What to do around the world? First, we can hold industrial and corporate interests accountable and push back on their messages placing the burden solely on the individual, a tactic that allows the worst of the status quo carbon-emissions activities to continue.
Beyond this, it’s not enough “to become vegetarian for one day a week, offset our holiday trips to Thailand or switch our diesel SUV for an electric car,” as Thunberg puts it. It’s an example of greenwashing on the planet today, says the activist, even though recycling can lead to feel-good moments. Even the 9% of plastic that does get recycled ends up (after one or two cycles) dumped or burned.
Thunberg herself has given up flying. Frequent flying is the most climate-destructive individual activity you can engage in. Though she writes that lowering her personal carbon footprint isn’t her specific goal in sailing (instead of flying) across the Atlantic — she hopes to convey the need for urgent, collective behavioral change. “If we do not see anyone else behaving as if we are in a crisis, then very few will understand that we actually are in a crisis,” she writes.

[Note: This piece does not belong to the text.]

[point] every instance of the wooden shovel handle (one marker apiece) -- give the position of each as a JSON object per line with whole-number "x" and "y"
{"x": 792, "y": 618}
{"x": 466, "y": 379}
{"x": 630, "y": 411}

Social norms can and can’t change. That’s our greatest source of hope, but only if climate justice is front and center at every step.
Animals’ Best Friends: Putting Compassion to Work for Animals in Captivity (with an Appendix by Barbara J. King)
Barbara J. King is an emerita at William & Mary. Animals’ Best Friends: Putting Compassion to Work for Animals in Captivity is her seventh book. Find her on social media.